Op-ed: Millions of Muslims have nothing to do with terror but hundreds of thousands support jihad, suicide bombings and even the Islamic State. So what can Europe do about it?
Many in Europe are finding it difficult to accept this perspective, let alone agree with it. As far as they are concerned, the Muslim terror in the continent has no supreme goal apart from just sowing terror.
And it's not so complicated to buy those who have no ideological urges with economic means: We'll renovate a few housing blocks, fix a few pavements, open a few kindergartens – and voila! There goes terror, along with the threat to the freedom of the press. How convenient.
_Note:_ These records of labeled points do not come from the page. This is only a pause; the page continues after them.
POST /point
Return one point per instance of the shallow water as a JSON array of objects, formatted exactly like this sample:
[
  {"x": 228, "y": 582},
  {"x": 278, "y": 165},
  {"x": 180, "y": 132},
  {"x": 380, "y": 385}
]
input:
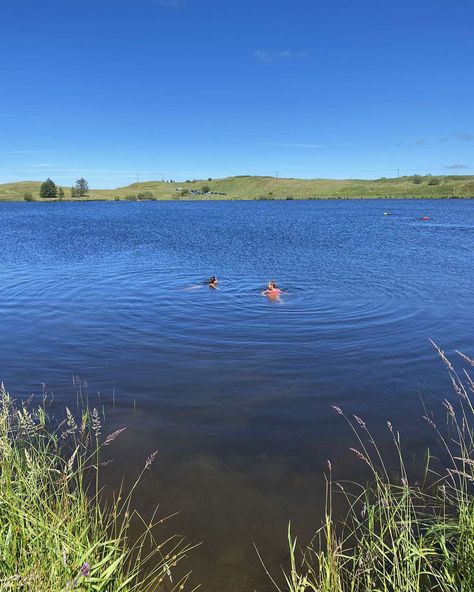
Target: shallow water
[{"x": 235, "y": 390}]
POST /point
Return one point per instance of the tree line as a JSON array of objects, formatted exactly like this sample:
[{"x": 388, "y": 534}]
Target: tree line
[{"x": 49, "y": 189}]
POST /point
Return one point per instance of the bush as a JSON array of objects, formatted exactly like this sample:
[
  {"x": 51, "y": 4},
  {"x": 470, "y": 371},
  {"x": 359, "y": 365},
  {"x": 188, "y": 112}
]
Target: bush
[{"x": 48, "y": 190}]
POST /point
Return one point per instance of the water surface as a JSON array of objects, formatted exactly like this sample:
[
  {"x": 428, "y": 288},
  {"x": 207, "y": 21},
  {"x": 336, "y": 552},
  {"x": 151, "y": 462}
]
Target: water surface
[{"x": 234, "y": 390}]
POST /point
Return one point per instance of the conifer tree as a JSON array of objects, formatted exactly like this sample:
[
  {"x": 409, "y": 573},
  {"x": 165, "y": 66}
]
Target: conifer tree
[
  {"x": 81, "y": 187},
  {"x": 48, "y": 190}
]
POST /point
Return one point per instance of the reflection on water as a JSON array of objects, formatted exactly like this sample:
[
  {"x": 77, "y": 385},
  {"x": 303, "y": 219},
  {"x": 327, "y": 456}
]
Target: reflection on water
[{"x": 233, "y": 389}]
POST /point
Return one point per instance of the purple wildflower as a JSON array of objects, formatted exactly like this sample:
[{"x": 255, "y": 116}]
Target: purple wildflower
[{"x": 85, "y": 569}]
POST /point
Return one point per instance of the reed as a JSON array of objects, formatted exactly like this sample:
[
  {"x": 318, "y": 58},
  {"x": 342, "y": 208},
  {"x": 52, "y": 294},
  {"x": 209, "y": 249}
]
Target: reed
[
  {"x": 57, "y": 530},
  {"x": 399, "y": 535}
]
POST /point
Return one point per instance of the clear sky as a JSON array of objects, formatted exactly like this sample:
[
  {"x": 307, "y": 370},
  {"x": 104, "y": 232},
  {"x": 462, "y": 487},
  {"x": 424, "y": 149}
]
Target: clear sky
[{"x": 112, "y": 89}]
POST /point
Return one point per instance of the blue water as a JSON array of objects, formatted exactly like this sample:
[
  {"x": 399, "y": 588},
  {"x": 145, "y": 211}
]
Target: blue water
[{"x": 236, "y": 390}]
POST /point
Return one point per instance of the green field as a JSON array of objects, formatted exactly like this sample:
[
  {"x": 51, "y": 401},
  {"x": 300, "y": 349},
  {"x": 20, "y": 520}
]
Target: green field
[{"x": 253, "y": 187}]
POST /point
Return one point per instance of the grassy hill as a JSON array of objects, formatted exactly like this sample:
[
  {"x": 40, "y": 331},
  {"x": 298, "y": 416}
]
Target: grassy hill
[{"x": 252, "y": 187}]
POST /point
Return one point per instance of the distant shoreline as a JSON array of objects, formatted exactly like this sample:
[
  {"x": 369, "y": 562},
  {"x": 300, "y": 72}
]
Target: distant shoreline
[{"x": 248, "y": 188}]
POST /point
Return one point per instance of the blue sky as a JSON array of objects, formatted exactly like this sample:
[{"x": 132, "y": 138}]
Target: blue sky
[{"x": 112, "y": 89}]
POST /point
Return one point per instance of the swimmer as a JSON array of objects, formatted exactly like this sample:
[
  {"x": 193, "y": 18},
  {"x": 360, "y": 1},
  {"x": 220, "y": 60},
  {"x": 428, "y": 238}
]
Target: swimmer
[
  {"x": 212, "y": 282},
  {"x": 272, "y": 291}
]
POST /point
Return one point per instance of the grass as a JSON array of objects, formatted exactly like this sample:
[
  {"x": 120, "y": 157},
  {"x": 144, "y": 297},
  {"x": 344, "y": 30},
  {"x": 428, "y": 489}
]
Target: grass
[
  {"x": 265, "y": 188},
  {"x": 399, "y": 535},
  {"x": 57, "y": 531}
]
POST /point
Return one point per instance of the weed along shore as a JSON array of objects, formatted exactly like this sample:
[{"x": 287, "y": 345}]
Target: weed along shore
[
  {"x": 58, "y": 533},
  {"x": 248, "y": 187},
  {"x": 399, "y": 532}
]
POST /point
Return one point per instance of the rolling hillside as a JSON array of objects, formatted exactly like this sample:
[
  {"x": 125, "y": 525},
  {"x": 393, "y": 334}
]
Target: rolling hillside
[{"x": 253, "y": 187}]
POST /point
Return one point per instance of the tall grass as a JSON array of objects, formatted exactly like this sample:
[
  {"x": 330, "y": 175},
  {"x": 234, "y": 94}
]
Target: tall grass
[
  {"x": 399, "y": 536},
  {"x": 57, "y": 531}
]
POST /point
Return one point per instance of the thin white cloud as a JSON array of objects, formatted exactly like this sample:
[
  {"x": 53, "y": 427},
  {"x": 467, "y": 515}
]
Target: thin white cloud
[
  {"x": 267, "y": 56},
  {"x": 456, "y": 165},
  {"x": 464, "y": 137},
  {"x": 171, "y": 3},
  {"x": 295, "y": 145}
]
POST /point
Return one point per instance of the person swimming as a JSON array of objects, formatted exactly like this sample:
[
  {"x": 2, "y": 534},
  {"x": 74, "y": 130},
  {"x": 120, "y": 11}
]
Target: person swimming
[
  {"x": 212, "y": 282},
  {"x": 272, "y": 291}
]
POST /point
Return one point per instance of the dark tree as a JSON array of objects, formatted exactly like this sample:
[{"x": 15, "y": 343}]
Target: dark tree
[
  {"x": 82, "y": 188},
  {"x": 48, "y": 190}
]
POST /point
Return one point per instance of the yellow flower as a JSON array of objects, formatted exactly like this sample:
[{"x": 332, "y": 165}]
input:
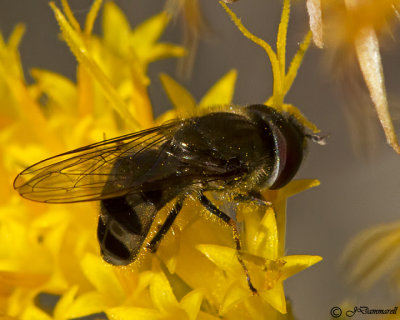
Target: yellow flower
[
  {"x": 263, "y": 239},
  {"x": 50, "y": 251},
  {"x": 354, "y": 26}
]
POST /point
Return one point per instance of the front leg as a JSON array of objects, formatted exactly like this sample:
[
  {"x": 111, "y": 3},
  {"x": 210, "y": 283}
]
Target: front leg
[
  {"x": 153, "y": 244},
  {"x": 228, "y": 220}
]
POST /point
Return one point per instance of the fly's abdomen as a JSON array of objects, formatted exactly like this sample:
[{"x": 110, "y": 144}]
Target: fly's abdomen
[{"x": 124, "y": 223}]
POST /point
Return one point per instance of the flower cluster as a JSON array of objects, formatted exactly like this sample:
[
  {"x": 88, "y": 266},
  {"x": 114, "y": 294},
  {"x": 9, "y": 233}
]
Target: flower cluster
[
  {"x": 50, "y": 252},
  {"x": 353, "y": 27}
]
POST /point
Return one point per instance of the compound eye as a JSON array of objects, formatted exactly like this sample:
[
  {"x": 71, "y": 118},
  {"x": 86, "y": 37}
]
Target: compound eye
[{"x": 289, "y": 144}]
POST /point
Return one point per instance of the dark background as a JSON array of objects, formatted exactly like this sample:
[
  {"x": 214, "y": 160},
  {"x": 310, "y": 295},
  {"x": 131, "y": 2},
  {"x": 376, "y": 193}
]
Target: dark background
[{"x": 356, "y": 192}]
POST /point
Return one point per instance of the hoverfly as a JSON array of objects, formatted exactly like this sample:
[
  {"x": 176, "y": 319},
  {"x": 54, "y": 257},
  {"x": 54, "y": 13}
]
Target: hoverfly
[{"x": 135, "y": 175}]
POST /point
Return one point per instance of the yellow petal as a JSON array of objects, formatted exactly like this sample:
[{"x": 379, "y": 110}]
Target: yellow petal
[
  {"x": 265, "y": 243},
  {"x": 162, "y": 51},
  {"x": 297, "y": 263},
  {"x": 182, "y": 100},
  {"x": 191, "y": 303},
  {"x": 224, "y": 257},
  {"x": 102, "y": 277},
  {"x": 58, "y": 88},
  {"x": 161, "y": 292},
  {"x": 61, "y": 309},
  {"x": 315, "y": 15},
  {"x": 275, "y": 297},
  {"x": 129, "y": 313},
  {"x": 367, "y": 48},
  {"x": 234, "y": 295},
  {"x": 221, "y": 93},
  {"x": 78, "y": 48},
  {"x": 149, "y": 31},
  {"x": 83, "y": 305},
  {"x": 34, "y": 313},
  {"x": 116, "y": 28}
]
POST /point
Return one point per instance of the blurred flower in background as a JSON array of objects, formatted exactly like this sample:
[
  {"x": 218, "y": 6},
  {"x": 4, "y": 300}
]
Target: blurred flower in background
[
  {"x": 50, "y": 264},
  {"x": 352, "y": 28}
]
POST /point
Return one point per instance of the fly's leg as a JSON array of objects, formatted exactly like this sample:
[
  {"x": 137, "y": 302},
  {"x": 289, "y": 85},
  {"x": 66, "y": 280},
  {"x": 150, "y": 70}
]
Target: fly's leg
[
  {"x": 228, "y": 220},
  {"x": 153, "y": 244}
]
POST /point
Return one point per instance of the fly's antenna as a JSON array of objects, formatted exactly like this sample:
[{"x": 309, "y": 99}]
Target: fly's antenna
[{"x": 318, "y": 139}]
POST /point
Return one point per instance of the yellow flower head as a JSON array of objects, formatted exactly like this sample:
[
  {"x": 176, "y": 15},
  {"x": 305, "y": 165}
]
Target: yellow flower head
[{"x": 51, "y": 251}]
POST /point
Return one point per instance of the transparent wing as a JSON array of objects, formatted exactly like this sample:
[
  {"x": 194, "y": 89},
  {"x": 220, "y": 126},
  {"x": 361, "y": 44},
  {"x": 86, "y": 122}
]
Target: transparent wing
[{"x": 88, "y": 173}]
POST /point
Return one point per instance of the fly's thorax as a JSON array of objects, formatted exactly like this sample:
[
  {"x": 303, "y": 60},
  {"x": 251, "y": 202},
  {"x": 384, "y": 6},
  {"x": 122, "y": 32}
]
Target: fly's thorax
[{"x": 288, "y": 143}]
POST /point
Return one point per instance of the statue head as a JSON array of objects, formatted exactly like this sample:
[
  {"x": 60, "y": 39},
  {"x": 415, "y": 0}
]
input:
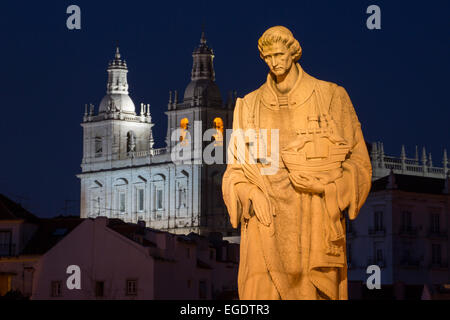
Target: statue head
[
  {"x": 218, "y": 123},
  {"x": 184, "y": 123},
  {"x": 279, "y": 49}
]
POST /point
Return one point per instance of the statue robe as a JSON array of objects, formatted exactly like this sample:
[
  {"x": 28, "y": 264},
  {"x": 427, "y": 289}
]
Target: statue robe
[{"x": 294, "y": 260}]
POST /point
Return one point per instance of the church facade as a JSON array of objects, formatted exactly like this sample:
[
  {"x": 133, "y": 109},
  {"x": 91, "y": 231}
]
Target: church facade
[{"x": 123, "y": 176}]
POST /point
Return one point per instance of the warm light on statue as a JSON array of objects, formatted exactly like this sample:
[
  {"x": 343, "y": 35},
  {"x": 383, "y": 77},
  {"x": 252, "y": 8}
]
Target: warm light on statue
[{"x": 292, "y": 221}]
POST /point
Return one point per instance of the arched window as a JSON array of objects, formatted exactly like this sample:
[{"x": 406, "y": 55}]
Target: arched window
[
  {"x": 131, "y": 141},
  {"x": 98, "y": 146},
  {"x": 218, "y": 136},
  {"x": 184, "y": 126}
]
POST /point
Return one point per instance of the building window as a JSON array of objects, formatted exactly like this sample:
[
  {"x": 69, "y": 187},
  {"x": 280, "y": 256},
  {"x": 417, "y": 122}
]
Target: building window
[
  {"x": 202, "y": 290},
  {"x": 379, "y": 255},
  {"x": 5, "y": 243},
  {"x": 349, "y": 226},
  {"x": 435, "y": 224},
  {"x": 378, "y": 220},
  {"x": 159, "y": 199},
  {"x": 98, "y": 147},
  {"x": 436, "y": 254},
  {"x": 349, "y": 253},
  {"x": 140, "y": 200},
  {"x": 99, "y": 288},
  {"x": 131, "y": 141},
  {"x": 406, "y": 220},
  {"x": 56, "y": 288},
  {"x": 122, "y": 206},
  {"x": 131, "y": 287},
  {"x": 5, "y": 284}
]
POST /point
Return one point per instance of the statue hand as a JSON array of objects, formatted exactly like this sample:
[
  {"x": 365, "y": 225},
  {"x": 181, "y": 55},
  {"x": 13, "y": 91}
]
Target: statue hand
[
  {"x": 261, "y": 206},
  {"x": 307, "y": 183}
]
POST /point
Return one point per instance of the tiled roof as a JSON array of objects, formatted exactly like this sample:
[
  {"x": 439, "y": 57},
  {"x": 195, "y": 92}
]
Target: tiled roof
[
  {"x": 49, "y": 233},
  {"x": 10, "y": 210},
  {"x": 410, "y": 183}
]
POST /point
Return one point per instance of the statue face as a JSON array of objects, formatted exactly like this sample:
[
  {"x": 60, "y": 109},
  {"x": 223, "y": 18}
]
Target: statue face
[{"x": 278, "y": 58}]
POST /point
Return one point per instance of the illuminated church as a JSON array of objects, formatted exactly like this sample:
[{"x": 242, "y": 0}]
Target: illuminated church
[{"x": 124, "y": 176}]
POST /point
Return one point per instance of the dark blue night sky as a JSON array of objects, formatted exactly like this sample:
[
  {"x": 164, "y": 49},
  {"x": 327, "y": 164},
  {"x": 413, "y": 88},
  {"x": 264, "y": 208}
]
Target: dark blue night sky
[{"x": 397, "y": 77}]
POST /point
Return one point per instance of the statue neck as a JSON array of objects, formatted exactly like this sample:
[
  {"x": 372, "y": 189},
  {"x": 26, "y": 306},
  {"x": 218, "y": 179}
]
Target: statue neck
[{"x": 284, "y": 84}]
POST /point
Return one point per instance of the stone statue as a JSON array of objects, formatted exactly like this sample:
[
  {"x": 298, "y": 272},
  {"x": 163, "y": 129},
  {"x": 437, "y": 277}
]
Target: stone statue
[{"x": 292, "y": 222}]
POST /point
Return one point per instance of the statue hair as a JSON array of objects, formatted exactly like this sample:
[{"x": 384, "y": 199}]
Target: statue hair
[{"x": 280, "y": 34}]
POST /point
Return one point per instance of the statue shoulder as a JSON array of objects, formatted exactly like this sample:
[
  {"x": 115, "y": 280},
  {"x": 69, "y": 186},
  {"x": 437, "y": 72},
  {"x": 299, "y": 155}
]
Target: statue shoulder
[
  {"x": 326, "y": 87},
  {"x": 251, "y": 97}
]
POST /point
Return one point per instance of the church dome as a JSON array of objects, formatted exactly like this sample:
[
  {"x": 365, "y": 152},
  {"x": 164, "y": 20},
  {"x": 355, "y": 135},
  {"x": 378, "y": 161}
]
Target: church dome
[
  {"x": 119, "y": 102},
  {"x": 206, "y": 89}
]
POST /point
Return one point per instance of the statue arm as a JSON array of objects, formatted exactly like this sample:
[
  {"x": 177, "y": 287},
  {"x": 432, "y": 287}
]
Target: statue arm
[
  {"x": 235, "y": 186},
  {"x": 354, "y": 185}
]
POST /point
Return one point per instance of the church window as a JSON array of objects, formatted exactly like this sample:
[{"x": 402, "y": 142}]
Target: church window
[
  {"x": 184, "y": 126},
  {"x": 122, "y": 206},
  {"x": 159, "y": 199},
  {"x": 378, "y": 221},
  {"x": 436, "y": 254},
  {"x": 218, "y": 136},
  {"x": 202, "y": 289},
  {"x": 406, "y": 220},
  {"x": 140, "y": 202},
  {"x": 5, "y": 243},
  {"x": 131, "y": 287},
  {"x": 131, "y": 141},
  {"x": 99, "y": 288},
  {"x": 98, "y": 147},
  {"x": 434, "y": 222}
]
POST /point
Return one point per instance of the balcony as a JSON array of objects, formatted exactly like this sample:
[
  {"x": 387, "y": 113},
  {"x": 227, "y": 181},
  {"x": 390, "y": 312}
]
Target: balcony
[
  {"x": 7, "y": 249},
  {"x": 409, "y": 262},
  {"x": 377, "y": 232},
  {"x": 351, "y": 233},
  {"x": 379, "y": 262},
  {"x": 437, "y": 234},
  {"x": 408, "y": 231}
]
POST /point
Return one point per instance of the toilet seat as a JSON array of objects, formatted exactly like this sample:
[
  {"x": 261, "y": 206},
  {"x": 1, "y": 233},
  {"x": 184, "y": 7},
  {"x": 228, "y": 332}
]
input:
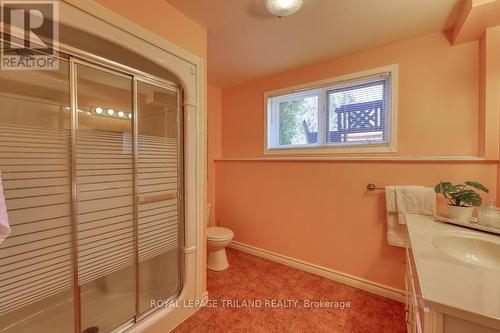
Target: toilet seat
[{"x": 219, "y": 233}]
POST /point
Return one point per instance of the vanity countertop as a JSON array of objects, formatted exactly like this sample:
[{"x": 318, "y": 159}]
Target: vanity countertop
[{"x": 450, "y": 285}]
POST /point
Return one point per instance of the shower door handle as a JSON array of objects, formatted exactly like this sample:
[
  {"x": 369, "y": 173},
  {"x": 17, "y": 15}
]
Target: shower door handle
[{"x": 143, "y": 198}]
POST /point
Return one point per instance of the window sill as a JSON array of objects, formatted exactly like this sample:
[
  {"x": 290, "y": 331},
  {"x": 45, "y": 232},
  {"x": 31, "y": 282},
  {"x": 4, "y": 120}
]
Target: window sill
[
  {"x": 330, "y": 149},
  {"x": 472, "y": 159}
]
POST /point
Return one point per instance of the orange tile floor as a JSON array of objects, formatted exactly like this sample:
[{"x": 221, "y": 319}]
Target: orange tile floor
[{"x": 282, "y": 302}]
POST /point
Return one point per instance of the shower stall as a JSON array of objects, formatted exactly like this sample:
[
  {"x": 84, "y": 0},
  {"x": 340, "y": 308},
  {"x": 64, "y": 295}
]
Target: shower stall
[{"x": 92, "y": 163}]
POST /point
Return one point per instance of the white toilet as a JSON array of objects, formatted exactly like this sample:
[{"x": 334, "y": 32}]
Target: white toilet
[{"x": 217, "y": 240}]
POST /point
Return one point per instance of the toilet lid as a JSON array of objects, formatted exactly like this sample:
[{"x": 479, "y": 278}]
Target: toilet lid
[{"x": 219, "y": 233}]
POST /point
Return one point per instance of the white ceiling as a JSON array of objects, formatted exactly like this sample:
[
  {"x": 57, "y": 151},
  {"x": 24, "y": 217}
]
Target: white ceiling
[{"x": 246, "y": 43}]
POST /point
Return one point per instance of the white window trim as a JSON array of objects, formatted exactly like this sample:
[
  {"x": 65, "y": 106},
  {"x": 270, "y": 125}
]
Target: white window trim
[{"x": 390, "y": 147}]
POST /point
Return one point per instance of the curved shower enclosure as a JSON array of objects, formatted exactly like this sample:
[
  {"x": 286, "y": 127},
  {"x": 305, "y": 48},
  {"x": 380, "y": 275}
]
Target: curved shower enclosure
[{"x": 91, "y": 159}]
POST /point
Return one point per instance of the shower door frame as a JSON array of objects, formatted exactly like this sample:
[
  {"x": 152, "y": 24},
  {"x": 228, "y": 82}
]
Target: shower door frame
[{"x": 77, "y": 57}]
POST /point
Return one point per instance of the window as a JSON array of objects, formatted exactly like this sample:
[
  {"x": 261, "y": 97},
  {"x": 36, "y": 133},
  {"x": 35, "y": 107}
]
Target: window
[{"x": 354, "y": 113}]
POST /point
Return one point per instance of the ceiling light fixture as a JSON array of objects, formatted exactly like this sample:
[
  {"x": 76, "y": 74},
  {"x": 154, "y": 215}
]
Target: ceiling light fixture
[{"x": 284, "y": 7}]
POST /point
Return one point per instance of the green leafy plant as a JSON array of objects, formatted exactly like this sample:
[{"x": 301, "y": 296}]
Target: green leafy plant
[{"x": 461, "y": 195}]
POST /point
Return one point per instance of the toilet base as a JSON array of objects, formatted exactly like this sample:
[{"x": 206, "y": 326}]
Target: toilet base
[{"x": 217, "y": 260}]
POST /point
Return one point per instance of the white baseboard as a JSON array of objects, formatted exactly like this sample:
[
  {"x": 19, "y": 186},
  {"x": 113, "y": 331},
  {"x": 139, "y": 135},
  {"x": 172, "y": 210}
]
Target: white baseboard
[{"x": 369, "y": 286}]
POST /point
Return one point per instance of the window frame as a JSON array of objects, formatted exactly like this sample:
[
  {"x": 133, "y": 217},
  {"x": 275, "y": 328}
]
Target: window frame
[{"x": 329, "y": 84}]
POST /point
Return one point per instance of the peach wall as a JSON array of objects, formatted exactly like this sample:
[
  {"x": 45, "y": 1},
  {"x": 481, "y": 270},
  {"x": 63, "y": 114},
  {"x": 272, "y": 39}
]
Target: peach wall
[
  {"x": 165, "y": 20},
  {"x": 214, "y": 114},
  {"x": 319, "y": 211},
  {"x": 438, "y": 91}
]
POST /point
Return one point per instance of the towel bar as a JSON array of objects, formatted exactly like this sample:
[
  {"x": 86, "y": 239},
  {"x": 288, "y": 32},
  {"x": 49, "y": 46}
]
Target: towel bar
[{"x": 372, "y": 187}]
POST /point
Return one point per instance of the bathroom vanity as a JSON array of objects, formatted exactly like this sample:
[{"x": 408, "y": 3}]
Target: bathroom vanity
[{"x": 452, "y": 278}]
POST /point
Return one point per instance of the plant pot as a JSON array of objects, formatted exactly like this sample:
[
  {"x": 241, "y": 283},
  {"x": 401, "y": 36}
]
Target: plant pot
[{"x": 462, "y": 214}]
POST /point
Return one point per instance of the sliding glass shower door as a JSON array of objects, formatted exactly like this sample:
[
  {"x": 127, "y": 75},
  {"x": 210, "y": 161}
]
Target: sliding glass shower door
[
  {"x": 36, "y": 266},
  {"x": 91, "y": 161},
  {"x": 105, "y": 197},
  {"x": 159, "y": 176}
]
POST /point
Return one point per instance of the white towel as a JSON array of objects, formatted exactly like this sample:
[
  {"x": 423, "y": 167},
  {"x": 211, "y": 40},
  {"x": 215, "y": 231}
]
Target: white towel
[
  {"x": 414, "y": 200},
  {"x": 401, "y": 200},
  {"x": 397, "y": 234},
  {"x": 4, "y": 219}
]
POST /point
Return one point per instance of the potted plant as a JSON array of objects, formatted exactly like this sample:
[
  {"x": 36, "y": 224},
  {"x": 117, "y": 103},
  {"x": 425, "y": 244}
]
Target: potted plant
[{"x": 462, "y": 198}]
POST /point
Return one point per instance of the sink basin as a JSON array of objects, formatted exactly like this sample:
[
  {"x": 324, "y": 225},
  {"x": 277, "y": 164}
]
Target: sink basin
[{"x": 477, "y": 249}]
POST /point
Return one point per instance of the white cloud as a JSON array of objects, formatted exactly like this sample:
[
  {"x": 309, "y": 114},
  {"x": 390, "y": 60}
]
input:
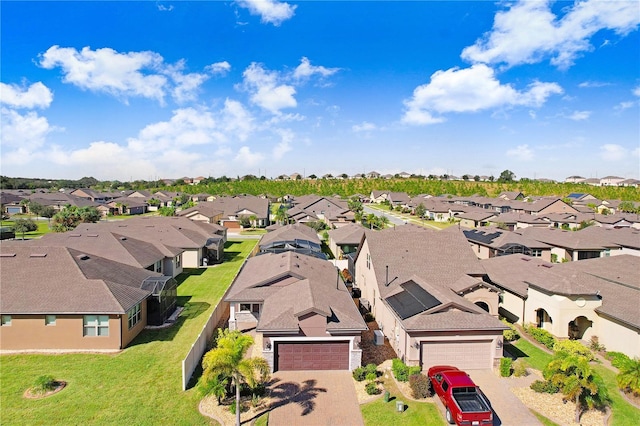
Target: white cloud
[
  {"x": 613, "y": 152},
  {"x": 124, "y": 75},
  {"x": 247, "y": 158},
  {"x": 105, "y": 70},
  {"x": 528, "y": 32},
  {"x": 35, "y": 96},
  {"x": 270, "y": 11},
  {"x": 265, "y": 90},
  {"x": 579, "y": 115},
  {"x": 521, "y": 153},
  {"x": 365, "y": 126},
  {"x": 305, "y": 70},
  {"x": 284, "y": 146},
  {"x": 469, "y": 90},
  {"x": 219, "y": 68},
  {"x": 26, "y": 132},
  {"x": 592, "y": 84}
]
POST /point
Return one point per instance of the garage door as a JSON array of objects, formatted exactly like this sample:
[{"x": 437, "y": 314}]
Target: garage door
[
  {"x": 312, "y": 356},
  {"x": 467, "y": 355}
]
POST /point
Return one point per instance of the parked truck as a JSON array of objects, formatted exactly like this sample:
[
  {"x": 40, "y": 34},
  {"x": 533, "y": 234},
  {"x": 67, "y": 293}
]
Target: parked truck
[{"x": 463, "y": 401}]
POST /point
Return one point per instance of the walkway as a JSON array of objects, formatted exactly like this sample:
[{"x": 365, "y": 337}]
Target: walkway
[{"x": 312, "y": 398}]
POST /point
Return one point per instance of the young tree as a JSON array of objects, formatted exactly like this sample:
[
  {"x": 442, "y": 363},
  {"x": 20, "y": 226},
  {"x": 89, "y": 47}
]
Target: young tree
[
  {"x": 24, "y": 225},
  {"x": 227, "y": 358},
  {"x": 578, "y": 381}
]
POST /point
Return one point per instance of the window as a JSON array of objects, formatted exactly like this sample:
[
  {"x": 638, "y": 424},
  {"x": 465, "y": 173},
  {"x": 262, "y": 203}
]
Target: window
[
  {"x": 134, "y": 315},
  {"x": 96, "y": 325}
]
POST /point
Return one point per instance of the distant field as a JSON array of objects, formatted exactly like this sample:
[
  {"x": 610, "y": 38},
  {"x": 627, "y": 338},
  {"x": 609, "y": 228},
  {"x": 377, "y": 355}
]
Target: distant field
[{"x": 139, "y": 386}]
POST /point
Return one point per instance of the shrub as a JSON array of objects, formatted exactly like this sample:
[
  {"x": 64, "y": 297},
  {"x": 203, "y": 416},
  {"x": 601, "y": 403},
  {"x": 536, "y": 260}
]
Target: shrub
[
  {"x": 372, "y": 388},
  {"x": 544, "y": 386},
  {"x": 400, "y": 370},
  {"x": 505, "y": 367},
  {"x": 573, "y": 347},
  {"x": 359, "y": 374},
  {"x": 617, "y": 358},
  {"x": 511, "y": 334},
  {"x": 520, "y": 368},
  {"x": 371, "y": 368},
  {"x": 44, "y": 384},
  {"x": 542, "y": 336},
  {"x": 420, "y": 386}
]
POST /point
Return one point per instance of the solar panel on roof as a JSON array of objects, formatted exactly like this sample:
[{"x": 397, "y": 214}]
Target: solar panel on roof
[{"x": 412, "y": 300}]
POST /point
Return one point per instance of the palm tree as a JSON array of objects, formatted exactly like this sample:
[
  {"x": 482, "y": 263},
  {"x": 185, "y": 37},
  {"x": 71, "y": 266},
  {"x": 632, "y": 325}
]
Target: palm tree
[
  {"x": 578, "y": 381},
  {"x": 228, "y": 358},
  {"x": 629, "y": 376}
]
It hasn't gone, and it won't go. In order to defeat the Islamic terror in Europe, it's not enough to invest in the security and intelligence services and train police officers to so that they will at least know how to shoot. It must be countered with a clear alternative: The ethical liberal system, which is prepared to fight for its future with all its might, not to give up and not to capitulate.
It only sounds simple. The Western popular culture is filled today with half truths, blurred facts and a wrong use of language which is politically correct and objectively false.
The complete exclusion of the Muslim-liberal conflict from the popular discourse in Europe is leading, naturally, to its powerful appearance in other places and in different forms.
When the elite shamelessly lies to the citizens, saying that "there is no problem of Islam here," it is singlehandedly brining about the outburst and reinforcement of the racist, demagogic, neo-fascist moments, which put democracy in danger.
The great Winston Churchill recruited the entire British nation to a war of "blood, toil, tears and sweat" against the Nazis, turning a conflict between powers over Europe's border into an uncompromising battle over the continent's character, values and future.
The current focus on certain cartoons published by the targeted newspaper, as if they can explain the massacre, is the refuge of people who are refusing to open their eyes. They believe that they are better off not seeing reality, in the sense of "if I don't see the evil, perhaps it will go away on its own." Perhaps, but the chance of that happening is close to zero.
The journalists who were murdered in Paris on Wednesday were therefore not victims of a battle over the freedom of the press. They were victims of a war between the world view of the radical Islam and the world view of Western humanism, a war which will go on and increase and claim victims until it is won by one side.